Another opening exercise can involve drawing parallels between “thinking outside the box” and jazz music. After doing the brainteaser, make explicit how jazz musicians have the same notes presented to them but they find new ways of using them. This skill is useful in music, in math, in engineering, in teaching…(the list goes on, elicit some ideas from the class).
Standards
This lesson correlates to the following math and technology standards established by the Mid-continent Regional Educational Laboratory (McREL) at https://www.mcrel.org/:
- Understands how to break a problem into simpler parts or use a similar problem type to solve a problem.
- Formulates a problem, determines information required to solve the problem, chooses methods for obtaining this information, and sets limits for acceptable solutions.
- Generalizes from a pattern of observations made in particular cases, makes conjectures, and provides supporting arguments for these conjectures (i.e., uses inductive reasoning).
- Understands the role of written symbols in representing mathematical ideas and the use of precise language in conjunction with the special symbols of mathematics.
- Uses a variety of strategies (i.e., identify a pattern, use equivalent representations) to understand new mathematical content and to develop more efficient solution methods of problem extensions.

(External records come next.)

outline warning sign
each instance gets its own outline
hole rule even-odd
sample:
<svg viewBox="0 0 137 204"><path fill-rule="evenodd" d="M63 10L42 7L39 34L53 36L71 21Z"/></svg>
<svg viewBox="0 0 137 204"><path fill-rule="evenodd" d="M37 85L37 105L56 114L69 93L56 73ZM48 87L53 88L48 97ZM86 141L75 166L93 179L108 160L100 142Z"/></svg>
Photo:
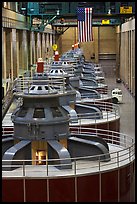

- Understands equivalent forms of basic percents, fractions, and decimals (e.g., 1/2 is equivalent to 50% is equivalent to .5) and when one form of a number might be more useful than another.
- Understands the characteristics and properties (e.g., order relations, relative magnitude, base-ten place values) of the set of rational numbers and its subsets (e.g., whole numbers, fractions, decimals, integers).
- Understands basic number theory concepts (e.g., prime and composite numbers, factors, multiples, odd and even numbers, square
- Uses number theory concepts (e.g., divisibility and remainders, factors, multiples, prime, relatively prime) to solve problems.
- Adds, subtracts, multiplies, and divides whole numbers, fractions, decimals, integers, and rational numbers.
- Uses proportional reasoning to solve mathematical and real-world problems (e.g., involving equivalent fractions, equal ratios, constant rate of change, proportions, percents).
- Understands that mathematics is the study of any pattern or relationship, but natural science is the study of those patterns that are relevant to the observable world.
- Understands that theories in mathematics are greatly influenced by practical issues; real-world problems sometimes result in new mathematical theories and pure mathematical theories sometimes have highly practical applications.
- Understands that new mathematics continues to be invented even today, along with new connections between various components of mathematics.
- Understands that mathematics provides a precise system to describe objects, events, and relationships and to construct logical arguments.
- Understands that mathematicians commonly operate by choosing an interesting set of rules and then playing according to those rules; the only limit to those rules is that they should not contradict each other.
About the Author
Amy Lein has taught mathematics and the performing arts for the past 5 years—but usually not at the same time! Being an advocate for involving all of our multiple intelligences in education, she jumped at the chance to develop lessons linking jazz music to mathematics. Currently she is teaching math and science to high school students with special needs, and continues to play classical violin and sing jazz in her free time.